You see and hear others struggle—locked in beliefs, flooded by emotions, or burned to ashes by their worries, their concerns, their obsessions. And it’s all so unnecessary. They don’t know that there is another way. You see that and know that. It must be true!

And thus is born the notion of relative truth.

Profound, transformative, and liberating experiences are frequently recast as higher or deeper truths. As human beings, we struggle with life, and when we find a way of experiencing life that ends all struggle and suffering, we grasp, we hold, we cling. Nothing is more important. We know that something else is possible. We are different because of it. At least we feel different, so it must be true. We want others to know it, too. But how do you tell them?

You put your experience into words, whatever words you can. You come up with ways to explain why this is possible, how it comes about, why it is so important.
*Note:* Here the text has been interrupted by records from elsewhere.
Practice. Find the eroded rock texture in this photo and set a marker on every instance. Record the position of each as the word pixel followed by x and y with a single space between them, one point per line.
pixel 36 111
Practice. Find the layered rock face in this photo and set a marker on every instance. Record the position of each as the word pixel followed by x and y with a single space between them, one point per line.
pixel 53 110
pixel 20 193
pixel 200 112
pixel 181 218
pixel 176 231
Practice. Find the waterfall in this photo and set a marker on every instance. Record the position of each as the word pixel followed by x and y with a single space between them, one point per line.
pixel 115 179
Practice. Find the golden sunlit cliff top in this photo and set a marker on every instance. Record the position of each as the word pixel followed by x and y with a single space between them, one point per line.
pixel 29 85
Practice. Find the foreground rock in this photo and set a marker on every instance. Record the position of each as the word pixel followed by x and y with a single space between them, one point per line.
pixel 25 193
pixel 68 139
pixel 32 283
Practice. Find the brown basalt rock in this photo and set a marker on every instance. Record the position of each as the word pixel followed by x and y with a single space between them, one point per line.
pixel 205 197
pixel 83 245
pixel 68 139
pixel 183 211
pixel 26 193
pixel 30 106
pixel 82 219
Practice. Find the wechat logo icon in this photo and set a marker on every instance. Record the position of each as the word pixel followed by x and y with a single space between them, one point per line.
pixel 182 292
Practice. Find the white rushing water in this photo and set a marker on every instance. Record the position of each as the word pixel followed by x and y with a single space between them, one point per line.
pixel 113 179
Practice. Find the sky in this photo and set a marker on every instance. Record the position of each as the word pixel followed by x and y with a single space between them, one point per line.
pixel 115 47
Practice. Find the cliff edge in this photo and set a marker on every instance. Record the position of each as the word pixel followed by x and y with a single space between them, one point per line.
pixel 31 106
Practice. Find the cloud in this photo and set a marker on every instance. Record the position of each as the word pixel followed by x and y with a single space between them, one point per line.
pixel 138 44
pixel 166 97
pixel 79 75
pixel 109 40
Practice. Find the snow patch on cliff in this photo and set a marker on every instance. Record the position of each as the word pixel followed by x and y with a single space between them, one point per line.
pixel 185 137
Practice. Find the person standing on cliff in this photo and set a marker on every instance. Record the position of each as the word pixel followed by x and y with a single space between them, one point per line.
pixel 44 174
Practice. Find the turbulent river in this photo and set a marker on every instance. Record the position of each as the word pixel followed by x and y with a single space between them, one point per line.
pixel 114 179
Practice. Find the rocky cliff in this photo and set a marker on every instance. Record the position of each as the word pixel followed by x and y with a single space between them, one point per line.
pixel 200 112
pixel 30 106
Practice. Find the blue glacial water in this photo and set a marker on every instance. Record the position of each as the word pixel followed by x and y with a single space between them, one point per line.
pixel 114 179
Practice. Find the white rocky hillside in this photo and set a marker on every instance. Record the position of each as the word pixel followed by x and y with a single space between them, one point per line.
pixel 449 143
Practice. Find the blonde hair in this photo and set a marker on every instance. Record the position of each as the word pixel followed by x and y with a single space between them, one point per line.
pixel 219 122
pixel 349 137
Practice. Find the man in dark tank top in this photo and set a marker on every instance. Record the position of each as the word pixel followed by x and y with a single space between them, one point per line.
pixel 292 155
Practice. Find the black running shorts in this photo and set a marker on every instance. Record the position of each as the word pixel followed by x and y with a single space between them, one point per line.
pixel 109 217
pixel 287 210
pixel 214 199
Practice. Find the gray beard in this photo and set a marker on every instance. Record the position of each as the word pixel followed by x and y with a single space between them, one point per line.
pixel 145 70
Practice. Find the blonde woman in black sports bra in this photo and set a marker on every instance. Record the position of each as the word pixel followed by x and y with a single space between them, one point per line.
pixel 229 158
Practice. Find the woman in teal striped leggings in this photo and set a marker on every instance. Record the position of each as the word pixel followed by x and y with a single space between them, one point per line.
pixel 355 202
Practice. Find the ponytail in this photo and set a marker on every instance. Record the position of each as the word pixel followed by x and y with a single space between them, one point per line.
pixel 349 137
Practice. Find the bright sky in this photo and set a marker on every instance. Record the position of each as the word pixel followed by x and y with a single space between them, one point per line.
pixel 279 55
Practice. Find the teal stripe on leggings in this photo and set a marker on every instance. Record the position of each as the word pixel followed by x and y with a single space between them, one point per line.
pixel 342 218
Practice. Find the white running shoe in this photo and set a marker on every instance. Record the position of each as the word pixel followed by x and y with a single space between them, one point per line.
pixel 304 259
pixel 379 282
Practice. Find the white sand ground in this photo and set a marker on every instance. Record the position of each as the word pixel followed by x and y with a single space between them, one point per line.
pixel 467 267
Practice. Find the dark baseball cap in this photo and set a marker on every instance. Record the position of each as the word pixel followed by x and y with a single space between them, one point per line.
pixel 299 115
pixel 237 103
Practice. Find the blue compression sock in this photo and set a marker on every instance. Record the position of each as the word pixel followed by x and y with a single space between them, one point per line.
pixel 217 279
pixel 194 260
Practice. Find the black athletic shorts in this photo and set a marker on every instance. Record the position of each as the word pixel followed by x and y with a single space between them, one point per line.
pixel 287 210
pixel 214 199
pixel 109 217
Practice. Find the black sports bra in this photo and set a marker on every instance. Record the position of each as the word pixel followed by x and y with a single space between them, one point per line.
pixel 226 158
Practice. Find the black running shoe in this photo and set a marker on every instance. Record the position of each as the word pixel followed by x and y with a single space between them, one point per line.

But these words, these explanations, are, in the end, as relevant as proofs of the existence of God. You can debate and argue all you want—and people have done so for centuries—but these explanations, these systematic conceptualizations, are beside the point. If they don’t help to bring out something of that experience in others, they are at best a waste of time and, at worst a rope with which people tie themselves into knots.

There is no ultimate truth. There is no relative truth. These are just notions, ideas. You have not touched cosmic consciousness, the one true reality, the ultimate, the infinite, the totality pure. Those words don’t refer to anything. They are poetry, but people forget that. You’ve experienced something, something profound, and it has changed you. Great. But for goodness’ sake, don’t make a religion out of it. Just live it.